Good morning folks,
I’m new to Elixir and have a project I’d like to build, but I think I might be a little out of my depth.
I want to make an SSH server which, instead of presenting a command prompt, presents a simple game in the terminal.
I’ve found jbenden/esshd and a couple of small examples of Erlang’s own :ssh module. However, all the examples I can find seem to accept input line by line. The user types a command then the user presses enter, then the full line they typed is sent to the server and my code can read it and do something with it.
I’m wondering if this is a gap in my knowledge about how SSH works.

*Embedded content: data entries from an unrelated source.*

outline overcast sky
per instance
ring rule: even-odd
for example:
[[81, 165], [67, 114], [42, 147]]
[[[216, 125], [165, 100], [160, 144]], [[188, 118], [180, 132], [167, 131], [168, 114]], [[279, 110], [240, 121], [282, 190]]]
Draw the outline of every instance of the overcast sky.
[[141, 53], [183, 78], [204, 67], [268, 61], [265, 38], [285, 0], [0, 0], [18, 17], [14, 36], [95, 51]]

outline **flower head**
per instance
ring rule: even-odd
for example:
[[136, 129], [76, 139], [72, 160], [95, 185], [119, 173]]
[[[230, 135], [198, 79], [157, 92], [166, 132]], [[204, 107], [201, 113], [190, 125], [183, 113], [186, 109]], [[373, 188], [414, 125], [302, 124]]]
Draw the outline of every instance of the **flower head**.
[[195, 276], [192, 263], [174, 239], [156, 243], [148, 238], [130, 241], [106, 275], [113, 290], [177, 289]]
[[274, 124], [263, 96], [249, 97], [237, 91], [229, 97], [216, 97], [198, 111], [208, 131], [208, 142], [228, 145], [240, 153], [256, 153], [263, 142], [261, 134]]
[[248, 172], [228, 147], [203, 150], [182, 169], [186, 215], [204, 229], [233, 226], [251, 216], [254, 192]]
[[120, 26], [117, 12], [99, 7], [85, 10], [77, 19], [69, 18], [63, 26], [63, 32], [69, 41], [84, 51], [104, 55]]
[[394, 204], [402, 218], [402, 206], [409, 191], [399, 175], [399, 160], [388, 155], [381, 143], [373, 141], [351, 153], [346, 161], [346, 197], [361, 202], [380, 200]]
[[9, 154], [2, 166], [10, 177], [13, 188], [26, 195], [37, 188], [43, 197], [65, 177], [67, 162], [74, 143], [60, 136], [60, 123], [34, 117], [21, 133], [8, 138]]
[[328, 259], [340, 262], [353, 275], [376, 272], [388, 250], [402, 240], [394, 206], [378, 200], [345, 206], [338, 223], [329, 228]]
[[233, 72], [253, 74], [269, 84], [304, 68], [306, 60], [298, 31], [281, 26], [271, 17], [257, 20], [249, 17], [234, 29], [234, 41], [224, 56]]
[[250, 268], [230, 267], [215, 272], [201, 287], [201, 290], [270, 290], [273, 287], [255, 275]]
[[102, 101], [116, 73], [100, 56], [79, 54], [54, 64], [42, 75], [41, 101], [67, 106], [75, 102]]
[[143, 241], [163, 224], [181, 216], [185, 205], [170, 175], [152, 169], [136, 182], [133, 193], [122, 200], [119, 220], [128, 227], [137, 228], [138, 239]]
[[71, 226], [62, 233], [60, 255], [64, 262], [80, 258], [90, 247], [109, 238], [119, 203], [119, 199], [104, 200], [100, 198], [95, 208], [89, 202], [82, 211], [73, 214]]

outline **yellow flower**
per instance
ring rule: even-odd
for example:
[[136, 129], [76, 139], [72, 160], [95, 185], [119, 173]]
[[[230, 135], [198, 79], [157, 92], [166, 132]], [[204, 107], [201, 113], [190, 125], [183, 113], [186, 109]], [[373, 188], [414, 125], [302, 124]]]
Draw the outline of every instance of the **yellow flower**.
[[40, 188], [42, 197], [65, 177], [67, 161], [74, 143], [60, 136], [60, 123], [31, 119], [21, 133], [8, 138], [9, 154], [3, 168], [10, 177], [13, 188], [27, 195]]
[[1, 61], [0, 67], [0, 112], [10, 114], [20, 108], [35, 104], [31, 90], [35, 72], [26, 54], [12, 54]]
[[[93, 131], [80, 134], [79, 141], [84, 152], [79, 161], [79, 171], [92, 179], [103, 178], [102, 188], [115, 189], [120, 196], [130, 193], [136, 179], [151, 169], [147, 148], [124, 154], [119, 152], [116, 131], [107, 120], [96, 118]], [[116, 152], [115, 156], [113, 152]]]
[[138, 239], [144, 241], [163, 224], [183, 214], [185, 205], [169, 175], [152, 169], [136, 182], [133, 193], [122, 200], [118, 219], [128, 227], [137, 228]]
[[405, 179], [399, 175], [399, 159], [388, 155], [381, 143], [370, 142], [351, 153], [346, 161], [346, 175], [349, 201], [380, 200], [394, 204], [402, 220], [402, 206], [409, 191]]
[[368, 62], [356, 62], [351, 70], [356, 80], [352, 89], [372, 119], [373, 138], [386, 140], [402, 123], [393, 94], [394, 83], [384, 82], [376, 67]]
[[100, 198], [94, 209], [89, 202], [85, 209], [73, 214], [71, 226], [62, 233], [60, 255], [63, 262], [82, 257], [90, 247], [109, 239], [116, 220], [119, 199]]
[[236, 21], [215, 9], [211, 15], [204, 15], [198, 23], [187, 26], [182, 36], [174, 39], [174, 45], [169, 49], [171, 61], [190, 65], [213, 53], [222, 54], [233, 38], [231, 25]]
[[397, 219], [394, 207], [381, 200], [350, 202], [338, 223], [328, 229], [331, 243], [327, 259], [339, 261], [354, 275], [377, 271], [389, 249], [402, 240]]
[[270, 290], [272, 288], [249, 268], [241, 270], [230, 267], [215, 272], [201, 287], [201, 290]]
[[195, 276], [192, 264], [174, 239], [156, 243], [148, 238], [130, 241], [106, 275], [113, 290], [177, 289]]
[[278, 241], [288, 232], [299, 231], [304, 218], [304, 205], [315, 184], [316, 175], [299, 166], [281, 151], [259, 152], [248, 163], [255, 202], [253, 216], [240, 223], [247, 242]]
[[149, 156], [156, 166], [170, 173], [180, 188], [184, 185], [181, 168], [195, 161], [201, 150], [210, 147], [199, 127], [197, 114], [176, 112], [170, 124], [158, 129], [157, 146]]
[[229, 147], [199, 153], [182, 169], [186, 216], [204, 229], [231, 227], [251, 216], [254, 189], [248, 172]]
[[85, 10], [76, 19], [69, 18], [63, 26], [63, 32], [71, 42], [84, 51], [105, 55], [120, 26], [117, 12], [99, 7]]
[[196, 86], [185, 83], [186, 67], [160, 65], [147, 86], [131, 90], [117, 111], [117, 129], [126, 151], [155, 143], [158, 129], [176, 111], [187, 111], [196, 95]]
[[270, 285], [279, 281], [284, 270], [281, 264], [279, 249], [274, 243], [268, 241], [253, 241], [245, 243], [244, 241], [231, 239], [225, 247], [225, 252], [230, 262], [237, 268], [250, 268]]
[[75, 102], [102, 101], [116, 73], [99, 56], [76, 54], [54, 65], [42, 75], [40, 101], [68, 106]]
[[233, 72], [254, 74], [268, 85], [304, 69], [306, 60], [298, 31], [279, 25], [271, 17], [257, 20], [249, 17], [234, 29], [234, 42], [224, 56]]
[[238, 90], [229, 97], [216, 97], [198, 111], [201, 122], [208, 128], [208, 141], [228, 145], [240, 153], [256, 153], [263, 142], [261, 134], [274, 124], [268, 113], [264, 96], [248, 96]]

With a normal command-line application, I know there are arcane escape sequences I can send to any given terminal emulator that will put it into raw/non-canonical mode; all nicely abstracted away behind ncurses so I don’t have to think about them.
But in this application, there is no terminal, at least not one I’m aware of.
By what mechanism can I signal to an SSH client that as soon as the user presses an arrow key, I want to hear about it?
Not exaclty grasping if you really want to run your ssh server or you just want to run a custom shell, but it will be probably worth reading on:
terminal emulator
shell (eg bash)
ANSI escape codes
It seems that you just need to run standard ssh but have a different shell (then bash) set for a user.
The special codes that are sent by the shell app are interpreted by you ur terminal emulator (eg gnome terminal) and the SSH server just passes them through as strings.
Hi Marcin! Thanks for your suggestion.
I should clarify – for the sake of security, and the simplicity of the design, I don’t want to just make a custom shell and put it behind sshd.
I want to use the SSH daemon module included with OTP; that way the server and all the application logic can be part of the same application, and I could handle many concurrent clients in parallel as separate processes.
I have looked at ANSI escape codes, but to the best of my knowledge there’s no way to put a terminal into non-canonical mode using escape sequences alone. The thing that seems to do what I need is termios, but I’m not sure how that’d work over SSH, or how I could interface with it from Elixir.